In the summer of 1925, when dancer Jane Sherman boarded the SS Jefferson in Seattle for a tour of Asia, she had no idea what awaited her. She was just 17, leaving home to be on the road for nearly a year and a half. Sherman was a rising star in the dance company of the Denishawn School of Dancing and Related Arts, an academy founded by modern dance pioneers Ruth St Denis and Ted Shawn.

Her troupe was set to travel to Japan, China, Singapore, Burma (then a part of British India), India, Ceylon, Java and the Philippines before sailing back to the United States. During the tour, the Americans learned local dance forms and improvised on them. India was their longest stop.

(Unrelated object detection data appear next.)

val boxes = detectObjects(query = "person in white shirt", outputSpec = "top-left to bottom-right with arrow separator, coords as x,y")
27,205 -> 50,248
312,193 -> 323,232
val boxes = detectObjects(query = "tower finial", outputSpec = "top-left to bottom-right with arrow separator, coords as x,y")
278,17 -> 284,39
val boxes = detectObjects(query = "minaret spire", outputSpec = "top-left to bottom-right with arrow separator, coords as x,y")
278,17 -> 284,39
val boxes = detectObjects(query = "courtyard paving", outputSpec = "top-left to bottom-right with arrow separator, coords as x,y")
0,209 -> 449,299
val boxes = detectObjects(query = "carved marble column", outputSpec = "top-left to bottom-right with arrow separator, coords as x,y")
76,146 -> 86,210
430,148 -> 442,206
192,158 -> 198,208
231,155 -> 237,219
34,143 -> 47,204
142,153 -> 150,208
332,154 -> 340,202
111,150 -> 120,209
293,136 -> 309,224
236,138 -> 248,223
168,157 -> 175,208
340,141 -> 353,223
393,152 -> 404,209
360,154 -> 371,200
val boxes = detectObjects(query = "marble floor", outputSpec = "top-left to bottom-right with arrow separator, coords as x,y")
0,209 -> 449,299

India’s peculiarities did not always endear it to Sherman, who found its living and travelling conditions challenging. She maintained a diary throughout the journey and regularly wrote letters to her mother, which were later compiled into a book titled Soaring: The Diary and Letters of A Denishawn Dancer In the Far East, 1925-1926 . Male attention The dance company spent Christmas and New Year in Rangoon, before boarding the British India Steam Navigation Company’s SS Ellora for Calcutta.

By this time Sherman seemed to have tired of places like Singapore and Rangoon, where she said “there wasn’t so much of startling interest to see, study or do”. In a letter to her mother from the ship, she said the shopping and “gadding” were fun but tended to get boring. “But I’m learning all I can and lookin.